Rapid diagnosis of bacterial sepsis with PCR amplification and microarray hybridization in 16S rRNA gene

In this study, blood culture and PCR-microarray analysis were used to examine 172 cases of suspected septicemia. Primers and oligonucleotide probes, based on the sequences of bacterial 16SrRNA gene, were arrayed by imprinting on microarray slides. Blood specimens collected from 172 cases of suspected septicemia were cultured and then tested separately by PCR for the bacterial 16S rRNA, Of the 172 clinical cases, 17 cases tested positive by PCR. The number of positives identified by PCR (9.88%) was significantly higher than the number of positives identified by the blood culture (4.65%).

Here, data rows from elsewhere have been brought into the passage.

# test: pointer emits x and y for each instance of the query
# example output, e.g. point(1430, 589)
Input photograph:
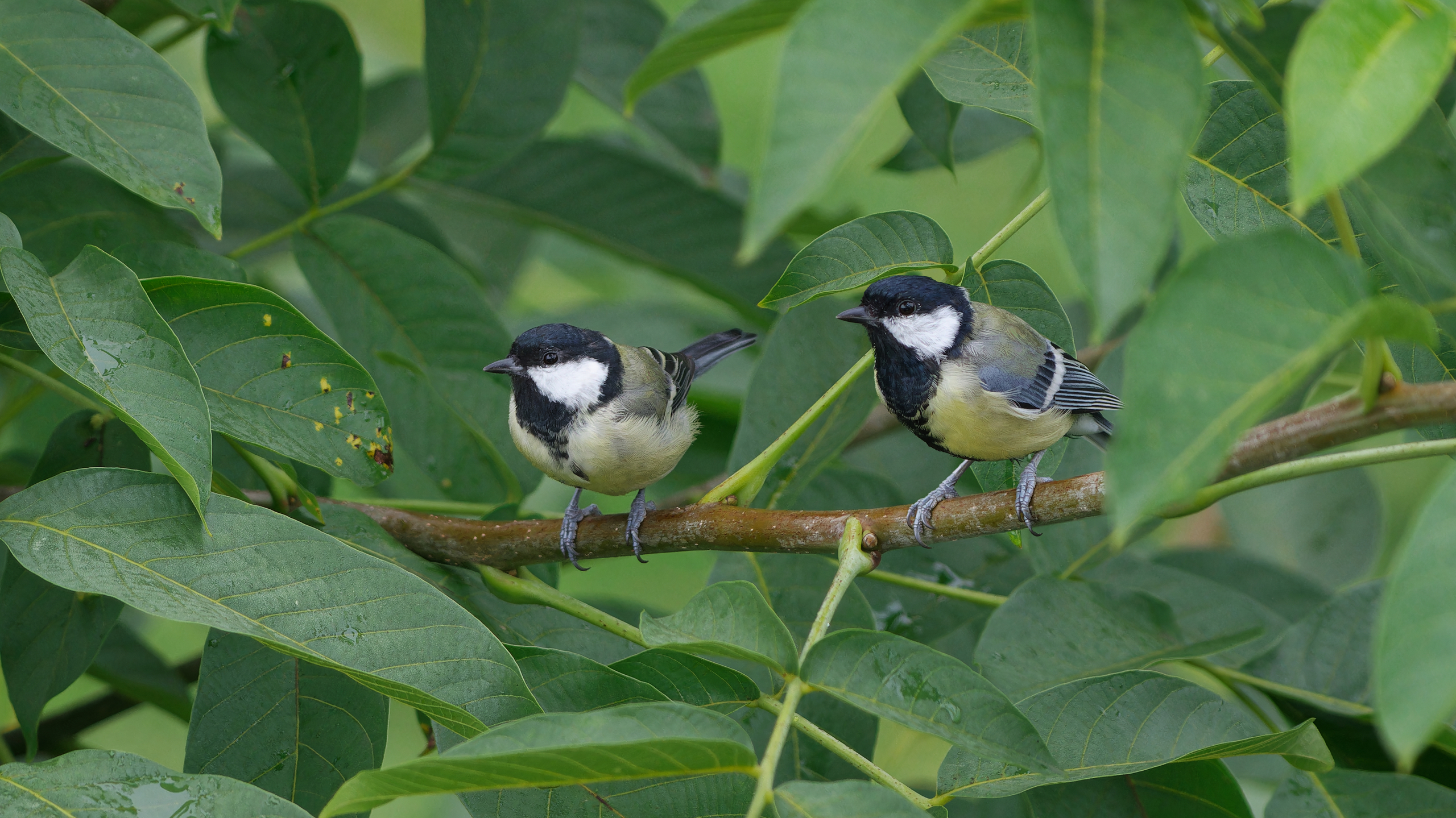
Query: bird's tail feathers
point(717, 347)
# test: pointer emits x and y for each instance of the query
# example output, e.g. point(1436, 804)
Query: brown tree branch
point(726, 528)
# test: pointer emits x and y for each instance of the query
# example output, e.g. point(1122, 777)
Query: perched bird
point(603, 417)
point(976, 382)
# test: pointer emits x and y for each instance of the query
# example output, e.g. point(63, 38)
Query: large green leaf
point(268, 577)
point(95, 322)
point(631, 207)
point(104, 782)
point(287, 74)
point(1360, 76)
point(1414, 682)
point(1120, 98)
point(841, 799)
point(989, 68)
point(842, 61)
point(51, 637)
point(1358, 794)
point(677, 117)
point(859, 252)
point(1229, 335)
point(925, 690)
point(1056, 630)
point(685, 677)
point(1327, 653)
point(726, 619)
point(704, 30)
point(1236, 175)
point(632, 741)
point(425, 337)
point(276, 380)
point(801, 359)
point(282, 724)
point(64, 207)
point(571, 683)
point(82, 84)
point(497, 73)
point(1122, 724)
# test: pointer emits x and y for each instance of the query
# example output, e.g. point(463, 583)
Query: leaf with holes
point(69, 73)
point(271, 578)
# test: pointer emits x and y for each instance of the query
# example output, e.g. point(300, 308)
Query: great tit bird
point(605, 417)
point(976, 382)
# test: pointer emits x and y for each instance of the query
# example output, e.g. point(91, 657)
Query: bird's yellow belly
point(983, 425)
point(617, 458)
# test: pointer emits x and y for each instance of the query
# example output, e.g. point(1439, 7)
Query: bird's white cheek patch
point(574, 383)
point(931, 335)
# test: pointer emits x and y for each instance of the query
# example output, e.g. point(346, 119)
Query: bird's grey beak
point(506, 367)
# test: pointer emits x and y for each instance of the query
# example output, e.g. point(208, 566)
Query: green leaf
point(155, 260)
point(51, 637)
point(726, 619)
point(94, 782)
point(280, 724)
point(271, 578)
point(1286, 593)
point(925, 690)
point(932, 118)
point(1229, 335)
point(287, 74)
point(1122, 724)
point(95, 322)
point(1203, 609)
point(989, 68)
point(632, 741)
point(69, 73)
point(1362, 73)
point(64, 207)
point(679, 117)
point(1056, 630)
point(425, 338)
point(706, 28)
point(805, 352)
point(842, 799)
point(1327, 653)
point(1414, 641)
point(861, 252)
point(131, 668)
point(841, 63)
point(1325, 526)
point(276, 380)
point(1358, 794)
point(692, 680)
point(495, 73)
point(571, 683)
point(1236, 178)
point(634, 209)
point(1120, 102)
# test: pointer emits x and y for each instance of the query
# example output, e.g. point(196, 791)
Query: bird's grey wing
point(679, 370)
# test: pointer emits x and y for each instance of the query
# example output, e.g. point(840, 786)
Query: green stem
point(845, 751)
point(55, 385)
point(328, 210)
point(852, 562)
point(1343, 226)
point(528, 590)
point(1209, 495)
point(746, 482)
point(979, 256)
point(965, 594)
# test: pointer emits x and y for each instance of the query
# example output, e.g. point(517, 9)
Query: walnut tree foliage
point(214, 318)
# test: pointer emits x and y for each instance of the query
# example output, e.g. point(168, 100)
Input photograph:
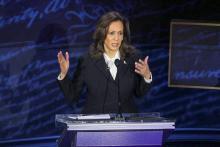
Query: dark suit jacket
point(102, 90)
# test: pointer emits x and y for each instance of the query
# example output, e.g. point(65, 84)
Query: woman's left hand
point(142, 68)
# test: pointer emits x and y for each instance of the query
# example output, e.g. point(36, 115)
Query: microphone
point(117, 63)
point(119, 116)
point(106, 88)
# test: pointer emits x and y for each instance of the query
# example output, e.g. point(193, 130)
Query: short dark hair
point(97, 48)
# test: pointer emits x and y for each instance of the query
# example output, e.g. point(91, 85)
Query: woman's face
point(114, 36)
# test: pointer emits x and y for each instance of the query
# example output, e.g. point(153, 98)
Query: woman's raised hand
point(63, 62)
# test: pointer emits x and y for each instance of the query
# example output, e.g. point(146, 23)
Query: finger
point(138, 72)
point(141, 61)
point(146, 59)
point(67, 56)
point(138, 65)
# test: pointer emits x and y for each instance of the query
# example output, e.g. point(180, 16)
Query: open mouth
point(115, 45)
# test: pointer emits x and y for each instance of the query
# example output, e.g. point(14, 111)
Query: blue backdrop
point(32, 32)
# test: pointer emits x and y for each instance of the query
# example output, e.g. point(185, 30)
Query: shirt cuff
point(149, 80)
point(60, 77)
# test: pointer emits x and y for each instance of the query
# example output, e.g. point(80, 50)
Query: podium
point(145, 129)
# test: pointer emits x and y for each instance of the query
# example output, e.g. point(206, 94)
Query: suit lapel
point(122, 69)
point(101, 65)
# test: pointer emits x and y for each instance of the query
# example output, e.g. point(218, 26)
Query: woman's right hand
point(63, 62)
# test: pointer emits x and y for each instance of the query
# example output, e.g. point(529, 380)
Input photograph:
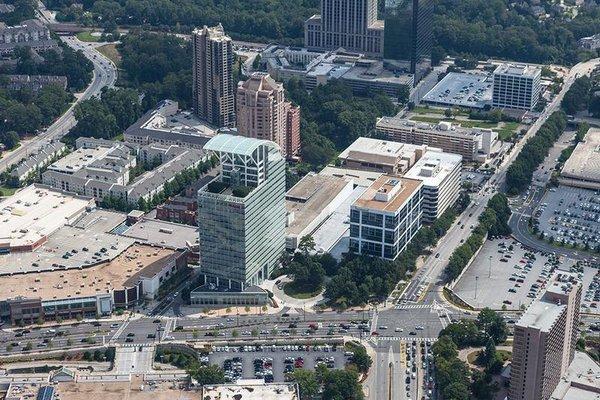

When blood culture was used as control, the sensitivity of PCR was 100%, the specificity was 97.85%, and the index of accurate diagnosis was 0.979. When the 17 PCR positive specimens were further analyzed by hybridization against the microarrays, five were found to be probe positive for E. coli, four were positive for S. epidermidis, four were positive for CoNS, and two were positive for Bacillus and Propionibacterium, respectively. In the eight specimens showing positive results by both PCR and blood culture, the species determined by microarray analysis corresponded with the result obtained from blood culture. Detection of the bacterial l6SrRNA genes in clinical specimens by PCR and microarray analysis can be used to accurately diagnose neonatal sepsis. This method has a higher sensitivity and specificity than blood culture and can provide a rapid way for the etiological diagnosis of neonatal septicemia.